For this scenario, the following voting options were provided:

A. Fully standardized (all students take identical AI courses). B. Core + addenda (50% shared content, 50% disciplinary). C. Decentralized (departments design own programs).

LLMs were prompted to substantiate the decision of the simulated expert by prioritizing immediate workforce preparedness vs. fostering higher-order cognitive skills.

For the theme ‘AI in Mental Health Support' was created the following scenario: “Counseling centers are overwhelmed. AI chatbots could expand access but may give harmful advice 5% of the time. Human counselors cost 10x more per session.”

The voting options were provided: A. Ban AI tools → Maintain waitlists (avg. 3-week delay for care). B. Clinician-supervised AI → Chatbots flag high-risk students for humans.

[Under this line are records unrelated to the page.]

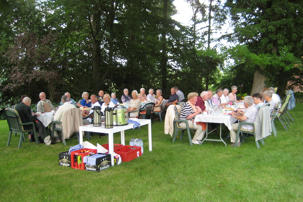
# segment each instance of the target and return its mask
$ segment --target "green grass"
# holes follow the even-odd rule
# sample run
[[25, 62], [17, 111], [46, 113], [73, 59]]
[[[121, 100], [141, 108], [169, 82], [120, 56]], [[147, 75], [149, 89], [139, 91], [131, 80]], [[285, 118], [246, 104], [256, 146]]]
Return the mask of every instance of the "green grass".
[[[128, 130], [126, 142], [142, 138], [144, 154], [97, 173], [58, 166], [58, 154], [76, 139], [67, 141], [67, 146], [37, 146], [27, 139], [18, 149], [18, 134], [7, 147], [8, 127], [0, 121], [0, 200], [302, 201], [302, 109], [298, 104], [290, 111], [295, 123], [287, 132], [276, 120], [278, 137], [268, 137], [259, 150], [252, 137], [236, 148], [209, 141], [191, 146], [186, 132], [172, 144], [164, 122], [156, 121], [152, 152], [147, 126]], [[120, 134], [114, 136], [114, 143], [120, 143]], [[91, 141], [108, 141], [95, 135]]]

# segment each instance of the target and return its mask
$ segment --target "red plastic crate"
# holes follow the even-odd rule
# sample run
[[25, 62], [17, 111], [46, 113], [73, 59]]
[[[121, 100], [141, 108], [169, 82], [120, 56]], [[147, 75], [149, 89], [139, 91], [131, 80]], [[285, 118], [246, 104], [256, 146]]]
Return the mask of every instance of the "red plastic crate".
[[121, 156], [122, 161], [128, 162], [141, 156], [141, 147], [125, 145], [114, 148], [114, 151]]
[[[102, 146], [104, 147], [107, 149], [108, 150], [109, 150], [109, 147], [108, 146], [108, 144], [102, 144]], [[118, 148], [119, 147], [121, 147], [123, 146], [123, 144], [114, 144], [114, 150], [115, 148]]]
[[[85, 150], [86, 150], [87, 151], [89, 150], [89, 151], [87, 151], [86, 152], [84, 152], [84, 151]], [[81, 152], [81, 151], [83, 151], [83, 153], [82, 153]], [[72, 164], [72, 168], [74, 168], [74, 169], [79, 169], [79, 170], [84, 170], [85, 169], [84, 163], [83, 162], [83, 158], [85, 156], [87, 156], [88, 154], [95, 154], [97, 153], [97, 150], [96, 149], [88, 149], [87, 148], [83, 148], [81, 149], [79, 149], [78, 150], [76, 150], [75, 151], [72, 151], [71, 152], [71, 164]], [[82, 163], [81, 164], [81, 166], [79, 167], [76, 167], [75, 165], [75, 155], [77, 155], [78, 156], [80, 155], [81, 156], [81, 159], [82, 161]], [[77, 163], [78, 164], [78, 162]]]

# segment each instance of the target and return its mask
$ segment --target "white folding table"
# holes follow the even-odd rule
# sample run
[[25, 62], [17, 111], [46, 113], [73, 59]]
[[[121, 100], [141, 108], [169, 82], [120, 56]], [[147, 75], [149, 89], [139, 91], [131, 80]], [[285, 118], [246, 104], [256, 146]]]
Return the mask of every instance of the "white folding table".
[[[140, 126], [148, 125], [148, 148], [151, 151], [152, 150], [152, 124], [150, 119], [138, 119], [136, 120], [140, 124]], [[121, 144], [125, 145], [125, 138], [124, 137], [124, 131], [129, 129], [132, 129], [133, 124], [129, 123], [125, 126], [114, 126], [111, 128], [105, 128], [104, 125], [101, 126], [94, 126], [92, 124], [79, 126], [79, 134], [82, 134], [84, 131], [95, 132], [95, 133], [103, 133], [108, 134], [108, 151], [111, 156], [112, 166], [114, 166], [114, 133], [119, 132], [121, 133]], [[138, 130], [137, 128], [134, 130]], [[80, 136], [80, 144], [83, 144], [83, 137]]]

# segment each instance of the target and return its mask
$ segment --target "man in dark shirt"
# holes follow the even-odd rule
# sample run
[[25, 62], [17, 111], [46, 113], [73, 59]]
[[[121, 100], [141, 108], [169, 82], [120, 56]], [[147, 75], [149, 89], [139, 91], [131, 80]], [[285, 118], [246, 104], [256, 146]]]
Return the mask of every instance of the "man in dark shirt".
[[171, 88], [171, 95], [169, 96], [168, 101], [164, 105], [165, 106], [168, 107], [172, 104], [176, 104], [179, 101], [179, 96], [176, 94], [176, 89], [175, 88]]
[[[36, 122], [36, 119], [37, 117], [40, 115], [39, 114], [35, 114], [32, 112], [32, 110], [29, 106], [32, 103], [32, 100], [28, 97], [25, 97], [23, 99], [22, 102], [18, 104], [16, 106], [16, 110], [18, 112], [20, 118], [22, 123], [27, 123], [28, 122], [33, 122], [35, 124], [36, 128], [38, 128], [38, 126]], [[29, 130], [32, 128], [31, 125], [26, 125], [23, 126], [23, 128], [25, 130]], [[35, 138], [33, 135], [32, 136], [32, 139], [31, 139], [31, 142], [35, 142]], [[41, 136], [39, 137], [41, 139]], [[41, 142], [43, 142], [42, 139], [39, 139], [38, 141], [41, 140]]]

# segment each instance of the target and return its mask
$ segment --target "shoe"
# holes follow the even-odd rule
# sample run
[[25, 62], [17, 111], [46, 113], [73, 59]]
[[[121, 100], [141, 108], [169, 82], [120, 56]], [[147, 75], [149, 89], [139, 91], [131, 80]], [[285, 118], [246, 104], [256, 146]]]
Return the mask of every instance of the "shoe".
[[198, 141], [195, 141], [194, 142], [192, 140], [191, 140], [191, 142], [192, 143], [192, 144], [201, 144], [200, 143], [199, 143], [199, 142]]
[[[235, 146], [235, 143], [231, 143], [229, 145], [231, 147], [234, 147], [234, 146]], [[240, 142], [238, 142], [237, 144], [237, 147], [240, 147], [241, 146], [241, 143]]]

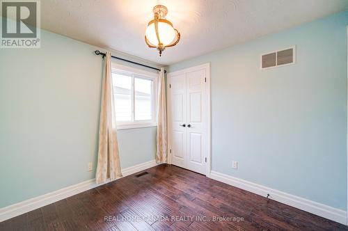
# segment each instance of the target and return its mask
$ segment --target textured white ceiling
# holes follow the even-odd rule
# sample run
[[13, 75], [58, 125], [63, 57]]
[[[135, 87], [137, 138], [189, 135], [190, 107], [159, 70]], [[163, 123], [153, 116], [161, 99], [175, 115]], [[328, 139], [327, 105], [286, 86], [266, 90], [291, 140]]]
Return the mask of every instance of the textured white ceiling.
[[[161, 57], [144, 42], [152, 7], [168, 7], [181, 40]], [[348, 10], [347, 0], [45, 0], [42, 27], [162, 65]]]

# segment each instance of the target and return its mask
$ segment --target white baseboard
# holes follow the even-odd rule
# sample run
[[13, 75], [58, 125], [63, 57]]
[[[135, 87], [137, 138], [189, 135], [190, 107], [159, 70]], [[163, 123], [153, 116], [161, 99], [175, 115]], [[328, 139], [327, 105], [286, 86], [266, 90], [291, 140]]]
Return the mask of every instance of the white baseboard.
[[262, 196], [265, 197], [269, 193], [272, 200], [347, 225], [346, 211], [218, 172], [212, 171], [208, 176]]
[[[155, 160], [137, 164], [122, 170], [123, 177], [142, 171], [145, 169], [157, 166]], [[109, 182], [108, 180], [106, 183]], [[13, 204], [0, 209], [0, 222], [13, 217], [35, 210], [43, 206], [52, 204], [75, 194], [102, 185], [106, 183], [96, 184], [95, 179], [88, 180], [47, 194], [37, 196], [16, 204]]]

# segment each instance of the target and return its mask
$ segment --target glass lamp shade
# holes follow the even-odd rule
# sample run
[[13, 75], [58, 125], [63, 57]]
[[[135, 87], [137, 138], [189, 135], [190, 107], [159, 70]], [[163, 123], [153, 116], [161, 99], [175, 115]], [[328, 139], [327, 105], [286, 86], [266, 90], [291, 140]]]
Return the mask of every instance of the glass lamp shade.
[[[171, 44], [175, 38], [175, 31], [171, 23], [167, 20], [159, 19], [158, 22], [158, 33], [159, 40], [165, 47]], [[155, 29], [155, 22], [151, 21], [145, 31], [146, 38], [148, 41], [157, 47], [159, 44], [157, 36], [156, 36], [156, 30]]]

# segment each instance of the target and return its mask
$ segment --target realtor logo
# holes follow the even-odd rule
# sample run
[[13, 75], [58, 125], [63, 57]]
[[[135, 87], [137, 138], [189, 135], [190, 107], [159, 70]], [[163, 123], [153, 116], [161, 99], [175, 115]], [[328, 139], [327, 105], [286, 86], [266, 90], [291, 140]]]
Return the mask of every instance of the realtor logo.
[[1, 0], [0, 48], [40, 48], [40, 1]]

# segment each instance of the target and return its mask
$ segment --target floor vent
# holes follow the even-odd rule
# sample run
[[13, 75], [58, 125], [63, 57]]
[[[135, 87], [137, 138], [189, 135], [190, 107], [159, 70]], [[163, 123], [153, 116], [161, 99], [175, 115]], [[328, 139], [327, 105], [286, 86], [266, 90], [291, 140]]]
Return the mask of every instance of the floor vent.
[[262, 54], [260, 63], [262, 70], [294, 64], [295, 63], [295, 47]]
[[136, 175], [135, 177], [142, 177], [142, 176], [143, 176], [144, 175], [146, 175], [146, 174], [149, 174], [149, 173], [148, 173], [148, 172], [143, 172], [143, 173], [139, 173], [138, 175]]

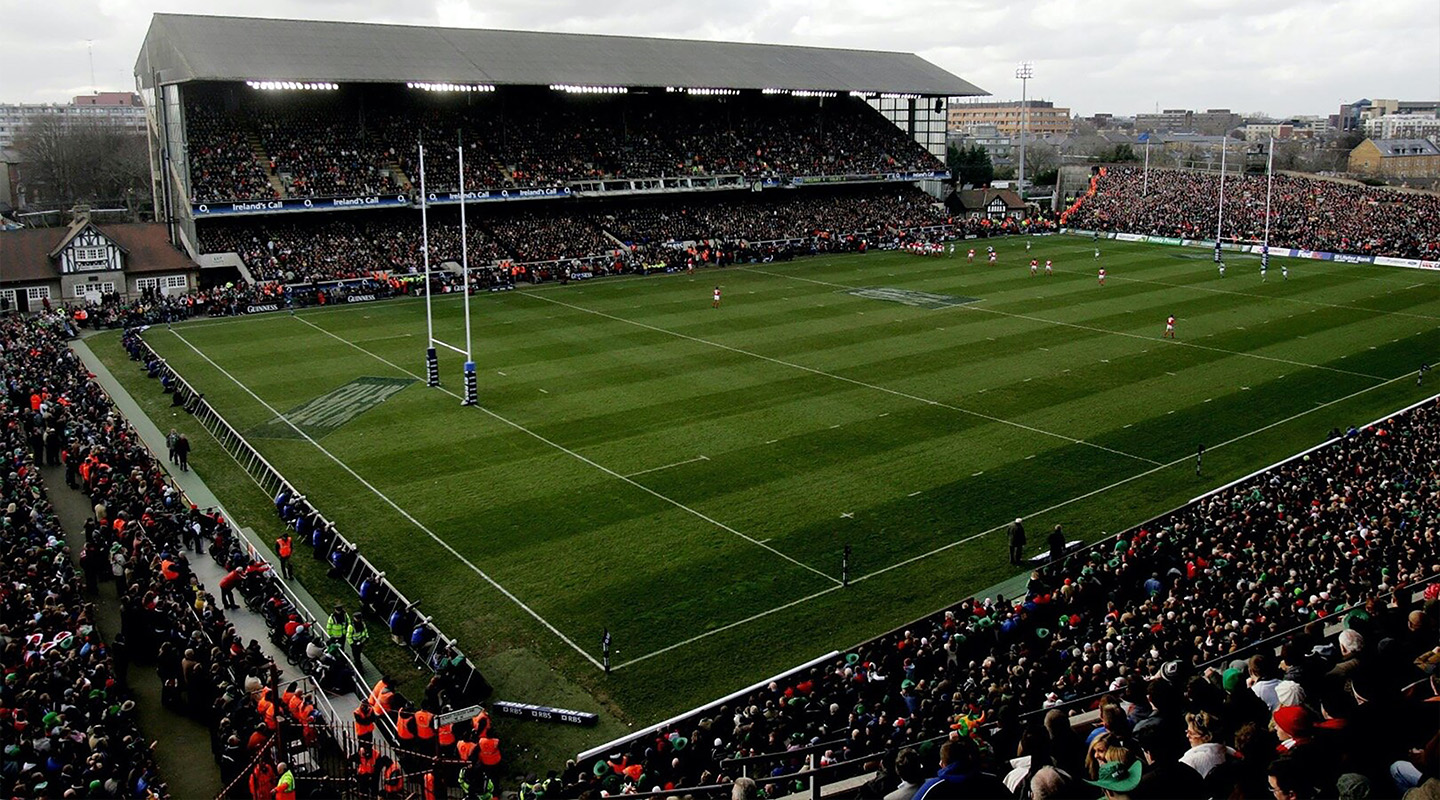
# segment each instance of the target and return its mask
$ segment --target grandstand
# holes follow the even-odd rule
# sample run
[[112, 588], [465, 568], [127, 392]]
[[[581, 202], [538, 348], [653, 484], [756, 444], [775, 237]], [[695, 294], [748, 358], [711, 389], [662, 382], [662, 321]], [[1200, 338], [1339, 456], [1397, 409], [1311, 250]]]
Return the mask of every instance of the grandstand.
[[[634, 245], [626, 203], [937, 194], [946, 101], [984, 94], [907, 53], [187, 14], [154, 17], [135, 76], [173, 239], [261, 282], [418, 271], [373, 237], [419, 227], [422, 142], [438, 207], [459, 201], [465, 148], [480, 262], [611, 258]], [[373, 235], [341, 213], [377, 209]]]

C. Full automation → 24/7 support but risk liability incidents.

For the last topic ‘Holographic Teaching' the scenario was: “A donor offers $2M to pilot holographic professors in 10% of courses. Research shows engagement boosts in STEM labs but distractions in discussion-based humanities classes.”

Three voting options were presented:

A. Adopt widely → Prioritize STEM simulations; accept humanities trade-offs. B. Limited pilots → Test in 3 departments (e.g. med, engineering, art). C. Reject → Invest funds in traditional online learning upgrades.

Simulated experts were required to justify their selection using the structured prompt: “I choose [option] because ______, but we must mitigate ______.”

The simulated voting revealed a preference for pragmatic, mitigation-focused solutions, prioritizing equity and adaptability over universal implementation or rejection of emerging technologies.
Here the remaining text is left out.